Maggie Grout says that Thinking Huts buildings feature a hybrid structure: the walls are 3D printed, and other parts are made from the locally manufactured materials. “It guarantees that we still hire local workers and let them acquire new skills,” the girl assures. Twenty people participated in construction of the school in Madagascar. Thinking Huts hope to create new workplaces in the region.
Reflecting on the future of the project Maggie says that she plans to build another school. This time, the campus will be of a more complicated honeycomb-like shape instead of a rectangular one like in previous projects. Such a format of the structure lets the building house several classes, therefore, the school will be able to enroll more children.

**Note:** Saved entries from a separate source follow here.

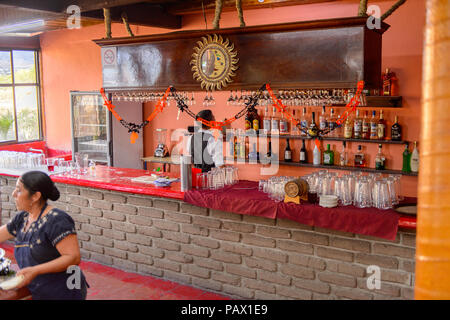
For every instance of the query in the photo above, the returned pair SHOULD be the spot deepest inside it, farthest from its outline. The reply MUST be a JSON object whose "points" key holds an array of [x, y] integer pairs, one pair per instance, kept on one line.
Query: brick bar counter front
{"points": [[242, 256]]}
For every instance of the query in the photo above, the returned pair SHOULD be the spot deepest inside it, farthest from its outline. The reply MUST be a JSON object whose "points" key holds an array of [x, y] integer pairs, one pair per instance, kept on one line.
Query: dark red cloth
{"points": [[244, 198]]}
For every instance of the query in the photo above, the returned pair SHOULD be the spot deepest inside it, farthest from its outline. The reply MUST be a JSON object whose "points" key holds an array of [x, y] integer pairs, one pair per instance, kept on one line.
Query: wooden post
{"points": [[240, 14], [127, 25], [362, 10], [433, 219], [107, 15], [392, 9]]}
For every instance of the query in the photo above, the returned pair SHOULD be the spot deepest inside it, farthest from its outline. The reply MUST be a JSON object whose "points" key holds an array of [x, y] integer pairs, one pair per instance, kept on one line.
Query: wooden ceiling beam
{"points": [[144, 14], [195, 6], [91, 5], [55, 6]]}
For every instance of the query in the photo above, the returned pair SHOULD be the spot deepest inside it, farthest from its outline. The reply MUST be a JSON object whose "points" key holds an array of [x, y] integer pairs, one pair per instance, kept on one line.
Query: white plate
{"points": [[327, 206], [11, 283], [328, 197]]}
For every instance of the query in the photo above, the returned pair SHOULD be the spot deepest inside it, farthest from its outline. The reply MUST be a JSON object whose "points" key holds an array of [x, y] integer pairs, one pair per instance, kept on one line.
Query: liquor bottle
{"points": [[253, 155], [303, 153], [381, 127], [332, 124], [294, 128], [328, 156], [348, 128], [242, 146], [256, 120], [365, 127], [360, 159], [275, 122], [357, 127], [269, 151], [396, 131], [316, 156], [248, 120], [415, 159], [287, 152], [236, 147], [283, 125], [380, 159], [406, 159], [266, 121], [323, 120], [304, 123], [343, 157], [389, 83], [313, 130], [373, 127]]}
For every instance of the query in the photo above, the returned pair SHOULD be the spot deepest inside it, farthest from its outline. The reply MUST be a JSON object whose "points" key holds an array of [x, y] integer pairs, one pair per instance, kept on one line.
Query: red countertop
{"points": [[119, 179]]}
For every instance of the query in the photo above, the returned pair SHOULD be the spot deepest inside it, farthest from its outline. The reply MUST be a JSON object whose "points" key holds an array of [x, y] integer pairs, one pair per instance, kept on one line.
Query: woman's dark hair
{"points": [[35, 181]]}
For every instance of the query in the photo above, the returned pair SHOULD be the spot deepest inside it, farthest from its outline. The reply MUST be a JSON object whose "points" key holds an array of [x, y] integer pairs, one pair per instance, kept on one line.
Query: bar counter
{"points": [[142, 228]]}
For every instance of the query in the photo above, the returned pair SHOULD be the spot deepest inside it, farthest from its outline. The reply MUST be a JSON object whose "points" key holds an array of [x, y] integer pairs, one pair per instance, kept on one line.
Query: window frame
{"points": [[13, 85]]}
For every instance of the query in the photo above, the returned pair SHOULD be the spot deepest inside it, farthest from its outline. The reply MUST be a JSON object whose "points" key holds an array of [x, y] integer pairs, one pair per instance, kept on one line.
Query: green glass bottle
{"points": [[406, 159], [328, 156]]}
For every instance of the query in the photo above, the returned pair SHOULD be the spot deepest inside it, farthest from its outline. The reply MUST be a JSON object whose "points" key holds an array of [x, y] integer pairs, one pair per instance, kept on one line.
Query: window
{"points": [[19, 96]]}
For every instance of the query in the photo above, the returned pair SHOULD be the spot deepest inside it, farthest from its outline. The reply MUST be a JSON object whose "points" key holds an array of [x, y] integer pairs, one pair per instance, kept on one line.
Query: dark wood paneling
{"points": [[333, 53]]}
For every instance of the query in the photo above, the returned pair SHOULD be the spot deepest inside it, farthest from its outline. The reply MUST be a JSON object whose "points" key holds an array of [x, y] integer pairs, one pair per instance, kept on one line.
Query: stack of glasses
{"points": [[355, 188], [274, 187], [217, 178]]}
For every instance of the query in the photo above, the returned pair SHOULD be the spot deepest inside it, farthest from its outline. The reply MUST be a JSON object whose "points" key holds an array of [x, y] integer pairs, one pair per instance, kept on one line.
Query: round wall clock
{"points": [[214, 62]]}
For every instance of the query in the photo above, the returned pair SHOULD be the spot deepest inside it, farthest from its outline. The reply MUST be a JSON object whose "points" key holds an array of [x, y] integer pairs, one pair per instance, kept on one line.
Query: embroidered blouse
{"points": [[44, 234]]}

Maggie Grout, the mastermind and CEO of Thinking Huts, thinks that 3D printing construction is more environmentally friendly than conventional methods. “3D printing lets us limiting the amount of produced concrete wastes due to the accuracy of the technology,” she says. She adds that the schools are expected to serve at least 100 years which meets the principles of responsible production.
Photo: Mattea Linae for Thinking Huts
A Primary School in Lviv
An education building for first-graders of School No. 23 will be printed with the assistance of TEAM4UA, a French charity foundation. TEAM4UA uses the cutting-edge construction methods, including 3D printing. The foundation prepares a large 3D printer to be sent to the Ukrainian city in order to erect the walls of the future building.
It will be the foundation’s first project on the territory of Ukraine. In Lviv, there are 250,000 people that have fled here from other parts of the country, and 75,000 of them are children. That is why the Mayor’s Office asked TEAM4UA to erect the school first. 3D printing was chosen, because this method would allow finishing construction in a few months: the campus is promised to be completed by the end of 2022. Construction of a concrete building would have taken up to two years.
The Ukrainian studio balbek bureau is responsible for implementation of the idea, its architectural concept and visualization of the future school. The architects plan to erect a one-storey structure with classrooms, a common hallway, a staffroom and toilets.
The project can turn into the largest 3D printed building in the world. A new building of the school must start operating next year, in September 2023. Further plans include construction of other structures in Ukraine and delivery of 15 more 3D printers to the country.
Book Pavilion in Shanghai
The 3D technology is in high demand not only in crisis-ridden regions. In spring 2021, a 3D printed book pavilion opened in Baoshan Wisdom Bay, a science and technology park in Shanghai. The structure is a part of the local project Art Bridge Space. All the structures erected by participants of this initiative are used for book exhibitions, academic lectures, discussions and other events.
The total area of the pavilion is about 30 square meters, it can house 15 people. The building was designed by Professor Xu Weiguo from the Tsinghua University and his students. Afterwards, the designers created a 3D model of the building using the MAYA program – at this stage the feasibility of structure and its stability are tested. Then the finished model is 3D printed. Due to such a method of construction the building features particularly smooth outlines of walls and an arched form.
The project team used special fibrous concrete – it is used for monolithic construction. The fibers of this material that serve as reinforcement are distributed evenly. Besides, fibrous concrete does not require a framework – an auxiliary structure made of wood, metal or other materials to put the building into shape.
Two robotized 3D printers were required to print the structure: one worked on the building’s foundation and its main structure, and the other – on the walls and the roof. Only two supervisors are needed to control each tool, so in total about five people are involved in construction.